Non-resident considerations: If you were a non-resident of Canada and had registered plans, there are special rules about withholding tax. Once you become a Canadian resident, your situation changes. Consult a tax professional if this applies to you.

Understanding RRSPs as a Newcomer

If you're new to Canadian retirement savings, the RRSP is one of the most important tools available to you. Contributions to your RRSP are tax-deductible, meaning they reduce your taxable income in the year you contribute. The investments inside your RRSP grow tax-free until you withdraw them in retirement, when you'll presumably be in a lower tax bracket.

Your RRSP contribution room is calculated based on your earned income from the previous year (18% of earned income, up to an annual maximum). You can find your available contribution room on your Notice of Assessment from the CRA or by logging into CRA My Account.

Key Takeaways

Form T2030 is your tool for moving retirement funds between registered plans without triggering tax. Always use a direct transfer — never withdraw and redeposit. Work with your financial institution to handle the paperwork, verify that the full amount arrives at the new account, and keep copies of everything. As a newcomer building your financial life in Canada, protecting your retirement savings from unnecessary tax is one of the smartest things you can do.

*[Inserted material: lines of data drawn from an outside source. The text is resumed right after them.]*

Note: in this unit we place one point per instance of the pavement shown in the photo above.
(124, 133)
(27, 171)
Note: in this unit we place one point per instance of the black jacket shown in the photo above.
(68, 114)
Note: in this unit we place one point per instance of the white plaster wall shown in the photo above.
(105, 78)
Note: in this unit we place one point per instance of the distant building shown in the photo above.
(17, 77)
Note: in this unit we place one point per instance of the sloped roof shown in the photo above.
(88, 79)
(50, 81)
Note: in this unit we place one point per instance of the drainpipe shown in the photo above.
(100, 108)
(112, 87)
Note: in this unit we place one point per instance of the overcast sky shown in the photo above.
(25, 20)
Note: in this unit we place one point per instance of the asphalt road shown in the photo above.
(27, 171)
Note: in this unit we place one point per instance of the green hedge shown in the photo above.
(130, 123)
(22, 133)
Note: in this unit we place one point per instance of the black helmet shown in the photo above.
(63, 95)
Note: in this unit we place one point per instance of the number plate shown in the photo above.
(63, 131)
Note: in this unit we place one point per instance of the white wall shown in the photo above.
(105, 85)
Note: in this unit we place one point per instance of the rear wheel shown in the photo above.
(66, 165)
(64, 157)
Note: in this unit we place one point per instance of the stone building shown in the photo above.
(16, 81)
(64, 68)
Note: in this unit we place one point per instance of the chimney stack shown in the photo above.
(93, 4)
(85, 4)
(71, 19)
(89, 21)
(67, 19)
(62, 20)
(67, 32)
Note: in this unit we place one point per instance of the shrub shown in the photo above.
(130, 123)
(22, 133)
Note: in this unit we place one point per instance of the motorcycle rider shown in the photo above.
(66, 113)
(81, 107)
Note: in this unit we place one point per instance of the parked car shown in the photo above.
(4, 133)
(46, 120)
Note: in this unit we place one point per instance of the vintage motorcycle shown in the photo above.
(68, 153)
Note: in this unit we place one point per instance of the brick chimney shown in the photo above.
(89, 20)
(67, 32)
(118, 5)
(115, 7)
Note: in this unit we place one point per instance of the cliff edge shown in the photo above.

For more information, visit the CRA's RRSP page.

Download This Form

Before you submit anything, download the latest official file here: Download T2030 form (official CRA). Always use the latest version.

Related internal guides

Official external resources

Navigating Foreign Pension and Retirement Savings as a Newcomer

While CRA Form T2030 specifically deals with the direct transfer of funds between Canadian registered retirement plans, many newcomers arrive in Canada with existing pension plans or retirement savings from their home countries. Understanding how these foreign assets interact with the Canadian tax system is a crucial first step in your financial planning.

Firstly, it's important to declare any foreign income and assets when you file your Canadian tax returns. The Canada Revenue Agency (CRA) requires residents to report foreign property with a total cost of more than $100,000 using Form T1135, Statement of Foreign Property. Depending on Canada's tax treaties with your country of origin, you may be able to avoid double taxation on certain income. Navigating these rules can be complex, and we encourage you to consult our comprehensive Tax Guide for general information.

Bringing foreign retirement funds into Canada can have significant tax implications. In some cases, transferring funds directly into an RRSP might be possible, but this is highly dependent on the nature of the foreign plan and specific conditions. It's often advisable to seek professional financial advice to understand the most tax-efficient way to manage these assets. Our AI Navigator can also help answer general questions and point you to relevant resources regarding foreign assets and Canadian taxation.

For detailed information on reporting foreign income and property, visit the official Canada Revenue Agency page: Newcomers to Canada – Immigrants.

Building Your Retirement Nest Egg in Canada: Key Options for Newcomers

Even if you have existing savings, establishing new retirement savings in Canada is vital for your long-term financial security. The two primary vehicles for personal savings are the Registered Retirement Savings Plan (RRSP) and the Tax-Free Savings Account (TFSA).